For error analysis (parasitic heat losses), we kept the hot clamp and the copper radiation shield at the same constant temperature so that parasitic heat losses such as those through the electrical leads to the heater and thermocouples were effectively kept constant (Supplementary Fig. 1b). Therefore, parasitic heat losses did not affect the slope of Pel versus the temperature differential ΔT. We made special effort to minimize the thermal radiation exchange and to ensure that the reported thermal conductivity is conservative even if any residual radiation exists (Supplementary Note 2). Thermal shunting radiation: we kept the thermal conductance values for our samples large enough such that the thermal shunting radiation power (calibration) never exceeded 20% (see Supplementary Figs 1e, f and Note 2). We did calibration measurements without a sample, which directly measured the radiative thermal shunting between the heater and the cold side sample clamp after a sample measurement, and corrected that for parasitic shunting heat loss (Fig. 2b, Supplementary Fig. 1c, f). Finally, we did the measurements on the reference samples (Dyneema, Zylon, and stainless steel, Sn, and Al) and these measurements are in general agreements with literature values.
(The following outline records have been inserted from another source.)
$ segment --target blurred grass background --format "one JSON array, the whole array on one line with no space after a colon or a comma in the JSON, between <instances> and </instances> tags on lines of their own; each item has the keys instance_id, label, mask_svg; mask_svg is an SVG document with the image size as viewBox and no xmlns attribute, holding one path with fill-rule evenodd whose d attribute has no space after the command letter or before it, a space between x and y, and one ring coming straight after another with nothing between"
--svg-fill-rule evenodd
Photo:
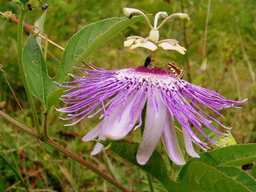
<instances>
[{"instance_id":1,"label":"blurred grass background","mask_svg":"<svg viewBox=\"0 0 256 192\"><path fill-rule=\"evenodd\" d=\"M256 141L256 87L252 76L256 70L255 1L211 1L205 49L204 40L208 1L141 0L131 3L119 0L43 0L40 4L44 3L49 4L44 33L49 39L63 47L72 35L82 27L100 19L123 17L124 7L138 8L146 13L154 15L159 11L167 12L168 15L182 12L188 13L191 18L189 22L184 24L179 20L170 20L160 29L160 39L177 40L180 45L187 49L186 54L182 55L175 51L159 49L156 55L156 63L173 61L186 72L185 80L195 82L198 77L202 77L201 86L217 91L227 99L241 100L249 98L243 105L243 108L224 109L221 112L226 118L217 119L234 128L232 133L238 143ZM17 6L12 1L0 0L0 11L12 11L17 15L19 14ZM38 8L29 13L26 22L33 24L42 12ZM153 22L154 17L149 16L149 18ZM0 19L0 63L3 64L7 78L25 111L31 117L17 68L16 29L15 24ZM148 52L143 49L134 51L124 48L123 42L128 36L147 36L148 33L148 26L141 20L119 33L107 44L102 44L86 61L106 69L143 65ZM24 35L24 36L26 38L27 36ZM61 51L49 45L47 65L50 76L52 76L56 72L61 54ZM83 66L81 64L80 67ZM13 99L2 74L0 75L0 109L21 123L27 124L24 115ZM57 107L61 106L61 103L57 104ZM42 106L39 102L37 109L40 113ZM209 110L207 112L212 114ZM111 154L111 152L106 150L97 156L90 156L89 148L93 143L82 142L81 137L97 124L97 119L86 119L74 127L64 127L64 123L58 118L59 116L63 116L62 114L55 111L54 108L51 108L49 113L51 137L109 173L129 189L134 191L148 191L147 186L141 182L147 180L145 173ZM61 191L60 182L36 141L3 118L0 118L0 153L19 170L31 189L31 191ZM76 136L65 136L60 133L60 131L70 131ZM132 131L125 138L125 141L139 141L139 132ZM218 140L218 136L212 136L215 140ZM68 191L117 190L78 163L46 145L43 146ZM157 150L167 160L161 145ZM189 158L186 157L187 159ZM178 170L179 168L175 166L175 168ZM0 161L0 186L4 189L12 187L9 191L24 191L15 174L3 161Z\"/></svg>"}]
</instances>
We also measured the thermal conductivity by time-domain thermoreflectance (Supplementary Note 3). A 100-fs-wide pump laser pulse (~400 nm center wavelength) was used to instantly heat up the surface of an aluminum-coated sample, the cooling of which was then monitored using a probe pulse (800 nm) as a function of delay time between the pulses (Fig. 2c and Supplementary Fig. 6)31. Subsequently, the cooling curves were fitted to a standard two-dimensional heat transfer model to get the sample thermal conductivity (Fig. 2c, d and Supplementary Note 3). In order to increase the signal-to-noise ratio, modulated heating was applied by electro-optical modulation of pump power, which resulted in a complex signal with its amplitude and phase recorded by a lock-in amplifier. Both the amplitude and phase signals were used for model fitting. The excellent agreement between amplitude and phase fitting confirmed the measurement reliability (Fig. 2d and Supplementary Fig. 7). Changing the fitted thermal conductivity by 20% led to a large discrepancy between the simulated and measured curves, further indicating good experimental sensitivity (Fig. 2d and Supplementary Fig. 8). The reported value in Fig. 3 was obtained as an average of 20 experiments at 3 and 6 MHz modulation. See Supplementary Note 3 for more details including the specific sample and laser parameters used.
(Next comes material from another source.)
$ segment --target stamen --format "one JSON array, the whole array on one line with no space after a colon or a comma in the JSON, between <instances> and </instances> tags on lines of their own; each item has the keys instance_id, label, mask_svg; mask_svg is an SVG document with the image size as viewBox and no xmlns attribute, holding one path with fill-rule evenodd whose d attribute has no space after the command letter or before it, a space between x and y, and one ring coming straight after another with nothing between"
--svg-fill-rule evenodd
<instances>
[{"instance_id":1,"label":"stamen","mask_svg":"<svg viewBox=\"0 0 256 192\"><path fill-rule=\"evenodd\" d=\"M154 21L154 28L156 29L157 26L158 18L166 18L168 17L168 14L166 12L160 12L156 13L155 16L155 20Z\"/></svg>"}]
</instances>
Structural characterization

Synchrotron X-ray scattering measurements were used to characterize the film structures at various draw ratios. The experiments were performed at beamline sector 8-ID-E of the Advanced Photon Source, Argonne National Laboratory. See Supplementary Note 4 for details on orientation order parameters and effective crystallinity.
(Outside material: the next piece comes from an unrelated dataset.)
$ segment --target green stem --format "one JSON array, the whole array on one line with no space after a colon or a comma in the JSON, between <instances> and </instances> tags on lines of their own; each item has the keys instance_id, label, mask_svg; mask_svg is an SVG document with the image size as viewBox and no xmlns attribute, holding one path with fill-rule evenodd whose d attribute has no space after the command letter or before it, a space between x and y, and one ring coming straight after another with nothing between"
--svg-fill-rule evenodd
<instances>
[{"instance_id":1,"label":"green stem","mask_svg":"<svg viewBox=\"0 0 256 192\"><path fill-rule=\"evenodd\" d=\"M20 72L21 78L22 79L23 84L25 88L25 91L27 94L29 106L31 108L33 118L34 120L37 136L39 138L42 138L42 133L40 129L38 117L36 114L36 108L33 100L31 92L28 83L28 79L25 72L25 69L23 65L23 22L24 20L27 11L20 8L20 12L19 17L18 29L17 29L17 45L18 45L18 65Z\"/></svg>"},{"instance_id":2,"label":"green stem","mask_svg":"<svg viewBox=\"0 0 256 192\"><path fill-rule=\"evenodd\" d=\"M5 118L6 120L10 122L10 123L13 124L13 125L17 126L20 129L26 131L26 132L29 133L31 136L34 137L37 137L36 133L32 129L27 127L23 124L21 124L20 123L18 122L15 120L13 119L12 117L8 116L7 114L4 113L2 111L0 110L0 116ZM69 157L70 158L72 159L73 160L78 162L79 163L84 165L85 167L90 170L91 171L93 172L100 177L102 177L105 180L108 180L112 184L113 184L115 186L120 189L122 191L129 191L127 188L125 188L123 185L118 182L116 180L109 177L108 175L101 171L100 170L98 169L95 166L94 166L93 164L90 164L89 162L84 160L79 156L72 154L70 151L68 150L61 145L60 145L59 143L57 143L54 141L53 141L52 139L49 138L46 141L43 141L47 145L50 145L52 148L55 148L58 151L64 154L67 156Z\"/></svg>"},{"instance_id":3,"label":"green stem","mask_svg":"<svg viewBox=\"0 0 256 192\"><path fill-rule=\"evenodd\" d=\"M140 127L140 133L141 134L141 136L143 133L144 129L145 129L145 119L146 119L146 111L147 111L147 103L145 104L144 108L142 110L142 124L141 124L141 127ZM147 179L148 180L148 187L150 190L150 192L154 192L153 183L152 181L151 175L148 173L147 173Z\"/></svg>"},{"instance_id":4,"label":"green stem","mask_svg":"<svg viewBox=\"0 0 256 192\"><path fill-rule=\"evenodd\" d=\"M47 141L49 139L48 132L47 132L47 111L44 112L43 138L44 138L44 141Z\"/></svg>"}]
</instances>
Thermal conductivity modelling

We employed a one-dimensional heat transfer model to compute the film thermal conductivity, which depends on the thermal conductivities of the crystalline and amorphous regions, as well as the amorphous fraction (η) in one periodic unit (amorphous length/period length). The period length was obtained from SAXS structure factor analysis (Supplementary Note 4), while the length of the amorphous region was estimated through the electron density distribution (Fig. 4f, inset and Supplementary Fig. 10) within one period. The experimentally obtained η was then fitted to a simple functional form \(C_1 \ast n^{C_2},\) where n denotes draw ratio. Variations of 40% were added to the fitting in order to account for film inhomogeneities and uncertainties involved in the SAXS measurement. The fitted η values lead to upper and lower bounds for the computed thermal conductivity at a given draw ratio (Fig. 3b). See Supplementary Note 5 for a detailed description.